Schaefer’s counsel, the Rev. Scott Campbell, argued that the 30-day suspension was the only legal element of the punishment.

The church’s counsel, the Rev. Christopher Fisher, described those 30 days as a “grace period” and a delay of Schaefer’s actual penalty. While Schaefer argued he could not be punished for what might happen in the future, Fisher said Schaefer made clear his intention to break church law and effectively rejected his own vows.

He said the declaration in defiance of church law is different from pastors occasionally breaking the church’s rules.

“Stumbling is not the same as saying, ‘I chose to reject that part,’” Fisher said.

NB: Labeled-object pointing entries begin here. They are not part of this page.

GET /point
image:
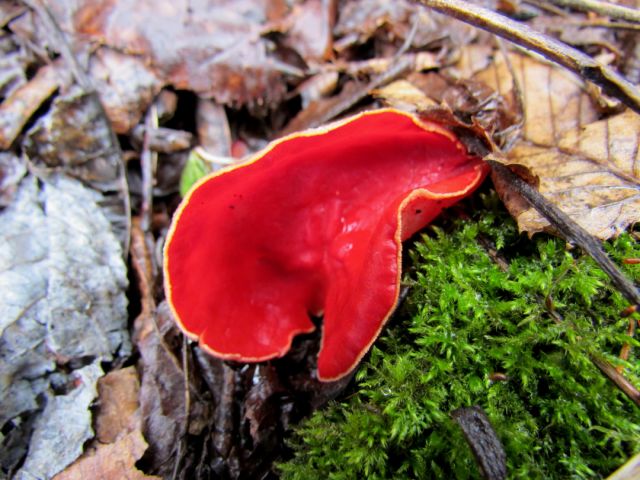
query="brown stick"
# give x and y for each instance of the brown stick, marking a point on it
(611, 82)
(570, 230)
(604, 9)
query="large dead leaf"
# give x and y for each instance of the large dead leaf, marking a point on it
(588, 168)
(593, 175)
(63, 302)
(119, 443)
(62, 428)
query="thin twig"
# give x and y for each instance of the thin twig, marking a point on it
(611, 82)
(626, 347)
(569, 229)
(187, 408)
(84, 82)
(148, 160)
(604, 9)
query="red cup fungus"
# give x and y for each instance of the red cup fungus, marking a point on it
(311, 225)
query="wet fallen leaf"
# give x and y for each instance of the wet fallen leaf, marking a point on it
(593, 175)
(16, 110)
(63, 302)
(312, 31)
(126, 86)
(162, 399)
(62, 428)
(111, 461)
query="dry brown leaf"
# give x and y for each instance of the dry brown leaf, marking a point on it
(118, 404)
(110, 461)
(588, 168)
(593, 175)
(404, 95)
(554, 100)
(16, 110)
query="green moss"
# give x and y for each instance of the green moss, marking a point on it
(465, 318)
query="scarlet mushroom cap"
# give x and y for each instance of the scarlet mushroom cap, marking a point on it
(313, 224)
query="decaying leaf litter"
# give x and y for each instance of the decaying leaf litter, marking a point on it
(100, 109)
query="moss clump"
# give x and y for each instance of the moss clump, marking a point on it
(466, 318)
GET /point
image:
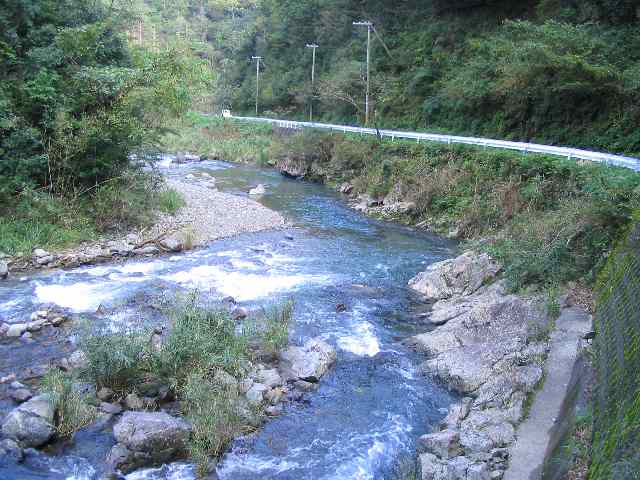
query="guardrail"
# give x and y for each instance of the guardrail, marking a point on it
(570, 153)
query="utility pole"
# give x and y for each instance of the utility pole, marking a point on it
(313, 78)
(257, 80)
(369, 25)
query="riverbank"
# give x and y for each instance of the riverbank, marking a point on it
(204, 214)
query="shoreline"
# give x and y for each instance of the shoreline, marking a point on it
(208, 215)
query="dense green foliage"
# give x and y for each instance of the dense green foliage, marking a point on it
(616, 441)
(554, 71)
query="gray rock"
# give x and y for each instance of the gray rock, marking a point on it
(147, 250)
(259, 190)
(4, 270)
(459, 276)
(309, 362)
(430, 468)
(256, 393)
(21, 395)
(146, 439)
(173, 243)
(444, 444)
(270, 378)
(31, 424)
(111, 408)
(16, 329)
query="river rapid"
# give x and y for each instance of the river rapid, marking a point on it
(368, 411)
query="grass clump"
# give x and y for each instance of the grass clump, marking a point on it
(71, 406)
(171, 201)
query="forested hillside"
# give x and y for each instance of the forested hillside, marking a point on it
(556, 71)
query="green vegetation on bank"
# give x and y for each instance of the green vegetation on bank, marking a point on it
(75, 103)
(201, 359)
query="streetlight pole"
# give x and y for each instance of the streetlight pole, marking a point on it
(313, 78)
(369, 25)
(257, 80)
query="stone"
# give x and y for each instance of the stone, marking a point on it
(133, 402)
(21, 395)
(274, 396)
(4, 270)
(271, 378)
(11, 449)
(147, 439)
(147, 250)
(111, 408)
(78, 360)
(173, 243)
(31, 423)
(256, 393)
(459, 276)
(430, 468)
(309, 362)
(478, 471)
(444, 444)
(239, 313)
(259, 190)
(105, 394)
(16, 329)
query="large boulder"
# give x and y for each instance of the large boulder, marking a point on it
(309, 362)
(31, 424)
(463, 275)
(146, 439)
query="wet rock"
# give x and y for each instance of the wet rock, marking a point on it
(147, 250)
(147, 439)
(133, 402)
(11, 449)
(270, 378)
(444, 444)
(309, 362)
(430, 468)
(20, 395)
(16, 329)
(173, 243)
(256, 393)
(4, 270)
(111, 408)
(31, 424)
(259, 190)
(459, 276)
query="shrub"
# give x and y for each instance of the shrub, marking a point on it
(115, 360)
(72, 408)
(171, 201)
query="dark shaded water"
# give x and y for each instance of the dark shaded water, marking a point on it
(369, 409)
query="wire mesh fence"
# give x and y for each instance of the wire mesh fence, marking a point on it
(616, 440)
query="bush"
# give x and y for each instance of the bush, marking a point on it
(171, 201)
(115, 360)
(72, 408)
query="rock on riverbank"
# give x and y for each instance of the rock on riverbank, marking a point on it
(208, 215)
(490, 347)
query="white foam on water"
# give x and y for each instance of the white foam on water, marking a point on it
(363, 342)
(241, 286)
(173, 471)
(78, 297)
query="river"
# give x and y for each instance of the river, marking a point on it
(369, 409)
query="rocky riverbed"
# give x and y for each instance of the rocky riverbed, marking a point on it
(488, 346)
(208, 215)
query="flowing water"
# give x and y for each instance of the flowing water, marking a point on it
(369, 409)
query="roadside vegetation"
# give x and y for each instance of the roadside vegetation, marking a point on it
(81, 111)
(201, 360)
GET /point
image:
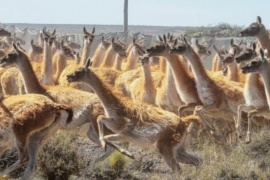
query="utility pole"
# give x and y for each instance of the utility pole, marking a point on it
(125, 15)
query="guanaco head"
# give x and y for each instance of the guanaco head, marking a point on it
(4, 45)
(65, 50)
(161, 48)
(4, 32)
(72, 44)
(220, 52)
(81, 73)
(105, 42)
(179, 47)
(201, 49)
(257, 64)
(253, 29)
(89, 37)
(247, 54)
(36, 48)
(139, 47)
(12, 57)
(229, 57)
(144, 59)
(48, 37)
(236, 47)
(18, 39)
(119, 48)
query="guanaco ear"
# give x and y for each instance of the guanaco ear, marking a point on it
(262, 53)
(87, 64)
(134, 40)
(164, 38)
(160, 38)
(265, 53)
(15, 46)
(171, 38)
(215, 48)
(84, 30)
(197, 42)
(175, 42)
(185, 41)
(240, 43)
(232, 42)
(62, 44)
(259, 20)
(54, 32)
(254, 46)
(234, 51)
(168, 35)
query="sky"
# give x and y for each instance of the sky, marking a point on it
(141, 12)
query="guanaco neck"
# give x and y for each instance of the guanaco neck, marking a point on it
(265, 74)
(162, 64)
(118, 63)
(109, 58)
(197, 66)
(185, 84)
(107, 98)
(233, 72)
(170, 87)
(61, 63)
(132, 59)
(252, 80)
(85, 52)
(30, 80)
(148, 81)
(47, 70)
(263, 38)
(98, 56)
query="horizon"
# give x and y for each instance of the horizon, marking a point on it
(172, 13)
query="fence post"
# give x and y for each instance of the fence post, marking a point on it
(125, 15)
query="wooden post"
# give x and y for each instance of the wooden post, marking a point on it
(125, 15)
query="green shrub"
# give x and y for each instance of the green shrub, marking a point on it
(58, 159)
(117, 161)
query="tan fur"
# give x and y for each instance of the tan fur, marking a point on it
(30, 119)
(143, 89)
(86, 106)
(220, 98)
(99, 55)
(139, 123)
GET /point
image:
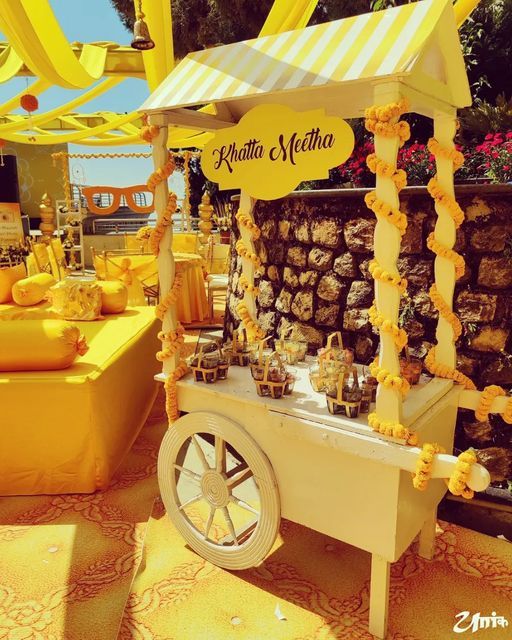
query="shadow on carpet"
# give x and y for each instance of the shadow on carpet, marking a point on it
(318, 584)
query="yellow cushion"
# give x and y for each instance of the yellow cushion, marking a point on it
(114, 296)
(8, 276)
(32, 290)
(39, 345)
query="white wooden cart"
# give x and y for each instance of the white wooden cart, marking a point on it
(330, 473)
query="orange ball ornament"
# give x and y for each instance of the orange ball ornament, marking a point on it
(29, 102)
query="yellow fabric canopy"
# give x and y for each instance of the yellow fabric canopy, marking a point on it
(37, 38)
(38, 42)
(362, 48)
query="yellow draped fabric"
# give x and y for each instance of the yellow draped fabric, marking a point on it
(37, 38)
(10, 64)
(20, 123)
(64, 450)
(48, 54)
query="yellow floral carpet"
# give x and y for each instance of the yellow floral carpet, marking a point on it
(110, 565)
(319, 585)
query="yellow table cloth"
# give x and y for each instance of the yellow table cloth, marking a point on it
(67, 431)
(192, 305)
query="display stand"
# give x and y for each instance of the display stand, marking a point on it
(70, 217)
(337, 475)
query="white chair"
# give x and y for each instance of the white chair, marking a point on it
(217, 278)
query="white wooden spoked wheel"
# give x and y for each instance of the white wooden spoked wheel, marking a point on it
(214, 485)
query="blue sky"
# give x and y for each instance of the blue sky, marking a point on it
(89, 21)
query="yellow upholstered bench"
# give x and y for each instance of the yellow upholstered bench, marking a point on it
(67, 431)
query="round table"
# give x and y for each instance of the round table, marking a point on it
(139, 271)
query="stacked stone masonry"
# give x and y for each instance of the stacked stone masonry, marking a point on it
(316, 247)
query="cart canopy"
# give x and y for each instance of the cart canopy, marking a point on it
(333, 65)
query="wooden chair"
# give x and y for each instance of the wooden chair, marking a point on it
(117, 264)
(218, 269)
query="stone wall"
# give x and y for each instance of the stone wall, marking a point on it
(316, 246)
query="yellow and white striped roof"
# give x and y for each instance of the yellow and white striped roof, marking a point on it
(369, 46)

He also argued that Schaefer had no right to appeal because of a stipulation that the right is forfeited if a person acts in defiance of the trial court’s findings. Schaefer, he said, refused to give up his credentials as the jury ordered.

Panel members questioned both sides. But their discussion of the church’s arguments took up a substantial portion of the 21/2-hour hearing, and some members said they disagreed with parts of Fisher’s stance.

“I do not hear, ‘I’m going to do more same-sex marriages,’” member Scott Johnson, a layman from New York, said when considering whether Schaefer had vowed to continue breaking church laws.

“If that’s the case, why didn’t he say, ‘I am going to uphold the discipline,’ when I asked him at the trial?” Fisher asked in response.

Of Schaefer’s counsel, committee member Royce Lyden, a lay member from West Virginia, asked: “Is the penalty imposed in line with church law?”

“No, it’s not,” Campbell replied.

Regardless of the outcome, the case has left a mark on the church by galvanizing both sides of the gay rights debate.

Those calling for change of the church’s laws on same-sex weddings and openly gay pastors have embraced a stance of civil disobedience — what they call “biblical obedience” — leading to a surge of pastors defying the rules. And some bishops have placed moratoriums on church trials, opening the door for pastors to officiate at gay weddings without fear of reprisal.

Meanwhile, support for a schism has increased among conservatives, with some saying the church cannot stay whole if one faction refuses to live by the church’s rules.

After the hearing, amid a swarm of cameras and reporters, Schaefer said, “I accept the punishment that was placed upon me, which was the 30-day suspension. But not the defrocking.”